Now, let's make this clear, I am not here to trash talk anyone. I am a grown man, and I said what I had to say to this person at the moment. As the saying goes, "whatever people think of me is none of my business."
And it is the honest truth. I couldn't care any less, not because 'I don't give a fuck'  but because this person has no input or importance in my life. No one has the permission to put me down; I've learned this the hard way. I've said it millions of times since I was fourteen years old, I AM my own worst enemy, and only I can hurt myself the deepest. And let me tell you, those scars don't heal; they're still there, sore to my touch. And they hurt like a bitch on their time. Today, I can look at them, pour some salt, and tough it out. I guess, you can say I grew thick skin. Desperate times call for desperate measures.
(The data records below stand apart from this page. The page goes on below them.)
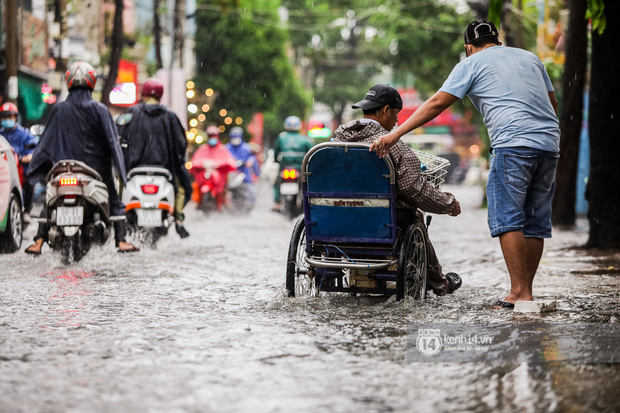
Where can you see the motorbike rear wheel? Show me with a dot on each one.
(291, 211)
(11, 239)
(72, 250)
(208, 203)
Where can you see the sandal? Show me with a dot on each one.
(503, 304)
(33, 253)
(128, 250)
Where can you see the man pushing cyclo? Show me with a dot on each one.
(511, 89)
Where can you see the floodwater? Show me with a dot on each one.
(203, 325)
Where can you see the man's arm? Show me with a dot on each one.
(428, 111)
(554, 102)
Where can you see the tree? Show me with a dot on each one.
(602, 190)
(425, 42)
(242, 57)
(573, 82)
(157, 34)
(331, 43)
(115, 54)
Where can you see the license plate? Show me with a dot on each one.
(69, 216)
(289, 188)
(149, 217)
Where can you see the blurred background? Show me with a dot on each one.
(252, 63)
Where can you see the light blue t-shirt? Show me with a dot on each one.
(509, 87)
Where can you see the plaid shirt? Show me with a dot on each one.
(412, 189)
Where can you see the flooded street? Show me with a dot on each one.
(203, 325)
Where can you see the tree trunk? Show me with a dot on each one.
(179, 34)
(157, 34)
(115, 54)
(573, 82)
(602, 192)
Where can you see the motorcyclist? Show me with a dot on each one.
(289, 151)
(242, 152)
(23, 143)
(217, 160)
(151, 134)
(246, 160)
(82, 129)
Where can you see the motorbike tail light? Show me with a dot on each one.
(68, 181)
(289, 174)
(150, 189)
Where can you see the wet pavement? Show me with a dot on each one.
(202, 325)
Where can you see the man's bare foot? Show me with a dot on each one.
(513, 298)
(35, 249)
(127, 247)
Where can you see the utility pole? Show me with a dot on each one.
(12, 49)
(60, 11)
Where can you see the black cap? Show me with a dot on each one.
(379, 96)
(480, 28)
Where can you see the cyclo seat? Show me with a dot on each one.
(349, 239)
(349, 195)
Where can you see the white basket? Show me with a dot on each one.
(436, 167)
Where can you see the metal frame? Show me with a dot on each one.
(327, 261)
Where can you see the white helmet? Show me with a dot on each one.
(292, 123)
(81, 74)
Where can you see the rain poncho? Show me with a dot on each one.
(218, 161)
(82, 129)
(154, 136)
(244, 154)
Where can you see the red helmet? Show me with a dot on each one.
(213, 130)
(81, 74)
(153, 88)
(8, 108)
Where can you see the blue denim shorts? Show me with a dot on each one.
(520, 190)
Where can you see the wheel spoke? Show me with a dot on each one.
(304, 283)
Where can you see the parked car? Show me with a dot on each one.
(11, 206)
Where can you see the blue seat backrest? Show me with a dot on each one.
(348, 195)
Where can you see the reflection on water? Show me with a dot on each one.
(203, 325)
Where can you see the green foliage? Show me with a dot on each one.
(244, 60)
(425, 40)
(596, 12)
(495, 11)
(329, 39)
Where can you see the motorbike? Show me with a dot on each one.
(290, 191)
(241, 192)
(77, 209)
(206, 177)
(149, 203)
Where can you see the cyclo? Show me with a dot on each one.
(348, 239)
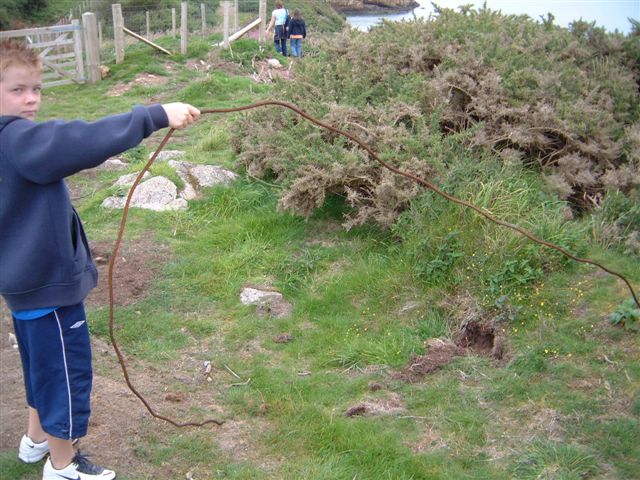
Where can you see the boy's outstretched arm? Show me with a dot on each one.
(50, 151)
(181, 115)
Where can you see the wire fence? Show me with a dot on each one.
(151, 21)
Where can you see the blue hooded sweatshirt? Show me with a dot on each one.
(44, 254)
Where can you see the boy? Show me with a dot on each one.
(46, 269)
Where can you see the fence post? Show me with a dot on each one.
(226, 6)
(263, 17)
(90, 25)
(203, 14)
(118, 33)
(77, 49)
(184, 28)
(235, 16)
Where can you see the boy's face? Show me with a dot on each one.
(20, 91)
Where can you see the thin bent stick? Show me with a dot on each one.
(373, 155)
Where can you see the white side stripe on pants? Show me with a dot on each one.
(66, 373)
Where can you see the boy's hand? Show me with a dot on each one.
(181, 114)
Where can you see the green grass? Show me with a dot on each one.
(568, 375)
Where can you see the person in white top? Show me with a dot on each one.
(280, 22)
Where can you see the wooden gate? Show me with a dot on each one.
(60, 50)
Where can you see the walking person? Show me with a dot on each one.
(279, 22)
(297, 31)
(46, 270)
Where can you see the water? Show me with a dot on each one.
(610, 14)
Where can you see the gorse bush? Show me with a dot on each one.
(561, 102)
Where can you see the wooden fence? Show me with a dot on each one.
(62, 51)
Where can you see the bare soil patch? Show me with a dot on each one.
(475, 334)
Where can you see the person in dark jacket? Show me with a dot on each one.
(46, 270)
(279, 22)
(297, 31)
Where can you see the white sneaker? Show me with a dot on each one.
(80, 468)
(30, 451)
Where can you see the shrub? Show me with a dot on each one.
(561, 102)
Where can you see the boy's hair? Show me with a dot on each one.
(17, 53)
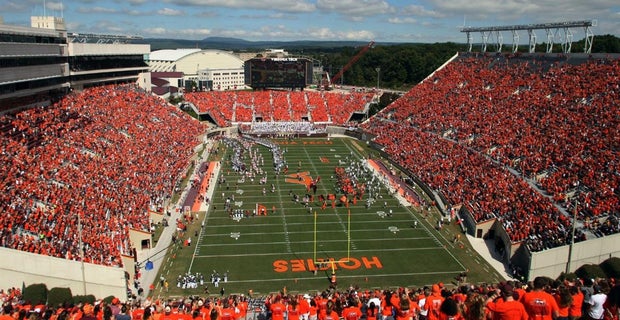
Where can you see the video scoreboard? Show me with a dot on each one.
(278, 73)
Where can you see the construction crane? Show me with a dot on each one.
(327, 81)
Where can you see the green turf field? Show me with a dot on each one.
(267, 253)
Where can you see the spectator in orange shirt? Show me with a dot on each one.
(449, 310)
(293, 310)
(539, 304)
(277, 309)
(330, 313)
(503, 306)
(564, 300)
(433, 303)
(352, 311)
(574, 312)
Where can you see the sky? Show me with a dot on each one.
(426, 21)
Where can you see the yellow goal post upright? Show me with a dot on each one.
(332, 261)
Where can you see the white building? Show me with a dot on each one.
(202, 69)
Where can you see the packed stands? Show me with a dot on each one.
(551, 119)
(107, 154)
(228, 107)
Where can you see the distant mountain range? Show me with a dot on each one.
(235, 44)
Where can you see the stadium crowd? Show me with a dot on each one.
(100, 158)
(226, 107)
(468, 125)
(541, 298)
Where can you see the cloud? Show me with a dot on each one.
(420, 11)
(207, 14)
(328, 34)
(274, 5)
(278, 15)
(157, 31)
(170, 12)
(13, 6)
(406, 20)
(88, 10)
(355, 7)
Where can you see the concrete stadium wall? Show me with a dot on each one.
(552, 262)
(19, 267)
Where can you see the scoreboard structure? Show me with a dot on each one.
(291, 73)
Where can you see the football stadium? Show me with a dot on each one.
(268, 189)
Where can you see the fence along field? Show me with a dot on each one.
(363, 244)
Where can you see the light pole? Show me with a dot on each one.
(572, 240)
(81, 253)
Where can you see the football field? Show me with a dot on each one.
(304, 236)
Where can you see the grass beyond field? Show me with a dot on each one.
(370, 248)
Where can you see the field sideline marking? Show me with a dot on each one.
(352, 276)
(283, 216)
(311, 252)
(306, 241)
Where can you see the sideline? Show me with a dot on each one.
(159, 251)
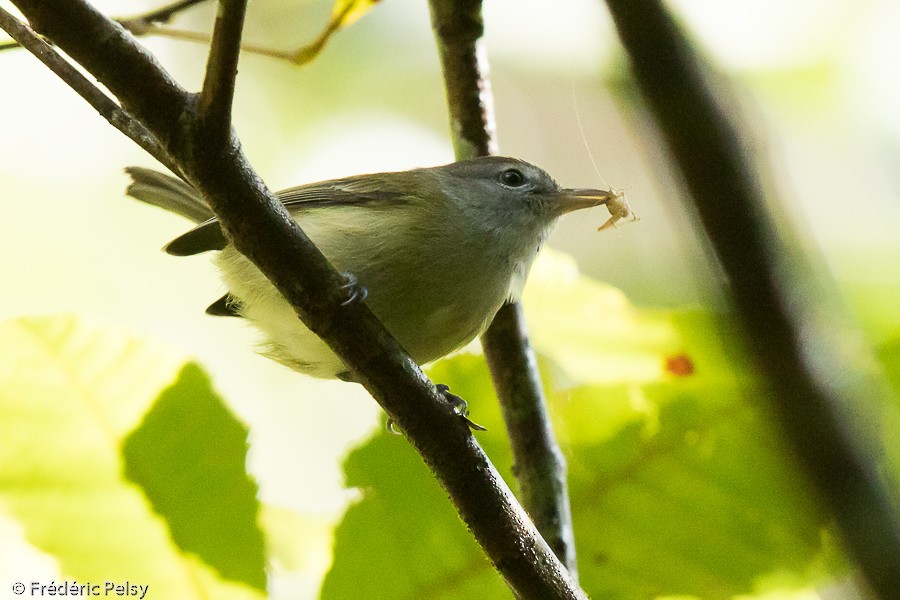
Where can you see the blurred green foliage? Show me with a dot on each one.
(120, 461)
So yes, I heard these nasty comments while I was eating my delicious frosty -which by the way was chocolate when I asked for vanilla- and my blood flow remained its calm rush. I laughed. I have been called those names in the past, nothing new, and it surprises me that originality has died out.
I think I should be mad. People should be calling me out on my job performance; tell me how horrible of a manager I am; tell me I play favorites; tell me I'm lazy; tell me that I don't know how to do anything. They can't though. They attack my personal life because they know (in Miss Minaj's wise words) "that I'm a motherfucker monster!" I have the position I have because I deserve it; nothing was just handed to me. I worked hard and I made my way up. I can do their job better and faster. I went through a whole process of learning, failing, picking up the pieces, and moving on.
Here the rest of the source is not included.